Re: Data structure design question

From:
"Jim Langston" <tazmaster@rocketmail.com>
Newsgroups:
comp.lang.c++.moderated
Date:
Wed, 8 Apr 2009 02:33:28 CST
Message-ID:
<scRCl.9138$hw1.1407@newsfe16.iad>
"syuga" <syuga2012@gmail.com> wrote in message
news:fd6f7fe0-83d4-43b6-9147-190ce356ede6@f41g2000pra.googlegroups.com...

Hi Folks,

I have a set of values (e.g integers from i = 1 to 255) and each value
( i ), can be associated with another set of values ( integers from j
= 1 to 50). A simple 2 dimensional array would map the set of values.
i.e for each i, what are the valid j can be found.

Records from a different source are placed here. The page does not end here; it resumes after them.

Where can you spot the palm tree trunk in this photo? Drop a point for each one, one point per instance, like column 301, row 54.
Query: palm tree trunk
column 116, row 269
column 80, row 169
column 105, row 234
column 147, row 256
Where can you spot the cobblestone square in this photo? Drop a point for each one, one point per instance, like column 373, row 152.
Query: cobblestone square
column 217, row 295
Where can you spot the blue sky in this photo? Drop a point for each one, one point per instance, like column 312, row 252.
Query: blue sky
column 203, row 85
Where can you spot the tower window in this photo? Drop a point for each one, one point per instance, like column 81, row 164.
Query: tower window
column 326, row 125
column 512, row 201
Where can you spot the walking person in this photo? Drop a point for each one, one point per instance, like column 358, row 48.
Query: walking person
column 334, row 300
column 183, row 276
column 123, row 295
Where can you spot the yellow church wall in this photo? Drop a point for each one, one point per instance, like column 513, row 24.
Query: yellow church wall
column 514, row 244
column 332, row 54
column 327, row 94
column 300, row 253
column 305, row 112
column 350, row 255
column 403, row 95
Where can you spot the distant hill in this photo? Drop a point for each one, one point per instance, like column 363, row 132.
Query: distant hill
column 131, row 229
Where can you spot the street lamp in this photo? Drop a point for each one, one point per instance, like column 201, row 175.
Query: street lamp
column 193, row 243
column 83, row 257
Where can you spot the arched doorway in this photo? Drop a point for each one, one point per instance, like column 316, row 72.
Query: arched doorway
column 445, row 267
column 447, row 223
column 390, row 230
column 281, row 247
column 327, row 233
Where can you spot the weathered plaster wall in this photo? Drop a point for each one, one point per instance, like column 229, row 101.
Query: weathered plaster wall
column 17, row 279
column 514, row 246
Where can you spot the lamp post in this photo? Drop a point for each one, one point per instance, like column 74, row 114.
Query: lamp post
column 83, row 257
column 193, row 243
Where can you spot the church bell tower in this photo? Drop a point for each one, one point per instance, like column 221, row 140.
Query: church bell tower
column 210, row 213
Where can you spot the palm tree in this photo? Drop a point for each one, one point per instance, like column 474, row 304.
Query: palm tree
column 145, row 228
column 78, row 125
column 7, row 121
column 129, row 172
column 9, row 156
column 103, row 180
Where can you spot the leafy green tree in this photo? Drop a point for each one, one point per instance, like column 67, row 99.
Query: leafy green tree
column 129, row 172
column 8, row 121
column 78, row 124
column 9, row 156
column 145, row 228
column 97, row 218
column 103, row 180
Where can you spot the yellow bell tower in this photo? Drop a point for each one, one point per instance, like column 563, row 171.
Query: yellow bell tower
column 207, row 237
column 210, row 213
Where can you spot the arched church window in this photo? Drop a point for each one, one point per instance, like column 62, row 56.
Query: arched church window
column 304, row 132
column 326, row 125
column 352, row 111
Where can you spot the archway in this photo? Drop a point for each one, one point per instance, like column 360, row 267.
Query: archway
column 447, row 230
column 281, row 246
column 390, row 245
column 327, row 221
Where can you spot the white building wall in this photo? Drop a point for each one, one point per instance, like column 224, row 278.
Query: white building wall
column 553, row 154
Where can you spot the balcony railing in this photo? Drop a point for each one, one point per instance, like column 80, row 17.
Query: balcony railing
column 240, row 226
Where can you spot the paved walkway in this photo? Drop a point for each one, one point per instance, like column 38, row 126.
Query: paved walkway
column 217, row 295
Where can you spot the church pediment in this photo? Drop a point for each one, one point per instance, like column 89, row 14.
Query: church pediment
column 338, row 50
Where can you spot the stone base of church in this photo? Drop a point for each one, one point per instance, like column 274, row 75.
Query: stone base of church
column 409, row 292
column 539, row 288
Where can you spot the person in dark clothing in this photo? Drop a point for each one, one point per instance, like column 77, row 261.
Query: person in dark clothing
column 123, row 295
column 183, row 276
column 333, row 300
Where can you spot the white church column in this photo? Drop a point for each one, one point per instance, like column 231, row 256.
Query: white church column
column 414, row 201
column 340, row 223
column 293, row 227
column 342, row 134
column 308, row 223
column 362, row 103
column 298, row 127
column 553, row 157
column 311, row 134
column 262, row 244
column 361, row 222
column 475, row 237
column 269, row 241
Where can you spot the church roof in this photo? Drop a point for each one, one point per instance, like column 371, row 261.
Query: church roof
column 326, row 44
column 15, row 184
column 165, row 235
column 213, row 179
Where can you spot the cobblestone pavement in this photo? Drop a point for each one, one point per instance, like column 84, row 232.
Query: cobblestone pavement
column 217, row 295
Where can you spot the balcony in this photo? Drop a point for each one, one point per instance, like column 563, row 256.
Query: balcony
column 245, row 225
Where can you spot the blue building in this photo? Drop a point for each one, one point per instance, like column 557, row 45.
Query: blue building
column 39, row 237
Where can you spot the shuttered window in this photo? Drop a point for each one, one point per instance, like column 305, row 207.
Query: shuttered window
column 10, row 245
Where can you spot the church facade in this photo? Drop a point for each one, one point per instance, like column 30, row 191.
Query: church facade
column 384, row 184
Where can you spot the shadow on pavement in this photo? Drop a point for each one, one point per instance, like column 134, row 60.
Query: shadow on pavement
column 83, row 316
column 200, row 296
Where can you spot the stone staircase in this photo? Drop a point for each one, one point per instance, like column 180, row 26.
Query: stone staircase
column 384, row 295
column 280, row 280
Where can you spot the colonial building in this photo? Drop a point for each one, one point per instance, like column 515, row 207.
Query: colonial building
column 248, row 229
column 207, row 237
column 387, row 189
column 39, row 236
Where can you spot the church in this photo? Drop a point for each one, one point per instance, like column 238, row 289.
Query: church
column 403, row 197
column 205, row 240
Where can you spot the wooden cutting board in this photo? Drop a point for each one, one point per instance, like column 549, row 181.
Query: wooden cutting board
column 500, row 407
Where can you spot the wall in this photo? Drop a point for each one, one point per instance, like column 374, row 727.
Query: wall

The problem is that most of the valid values of j for a given i are
few and it takes a lot of memory.

I would like to know of a better solution to this problem. Appreciate
your help.

0 1 2 3 4 5 6 7 8 .......
=============
1 | 0 0 0 1 0 1 0
2 | 1 0 0 1 1 0 0
3 |
4 |


Since the given values of J for each I is limited, just make the values a
vector. So you would have 255 vectors of ints. This can also be stored in
a vector of vectors but the initialization gets a litte hazy, so you might
want to wrap the given J's.

class JValues
{
private:
   std::vector<i> Values;
public:
   JValues() { };
   JValues( std::vector<i>& Data ) {
      Values = Data;
   }
   bool IsValid( int Number ) {
      // find value here and return true or false
   }
};

etc... whatever logic you want. If you need the exact code I could do it,
but you should try I think
Then either a pure array:
JValues[255] MyData;
or a vector of dta.
std::vector<JValues> MyData;
then you'll need to send the data to JValues what are the valid entries.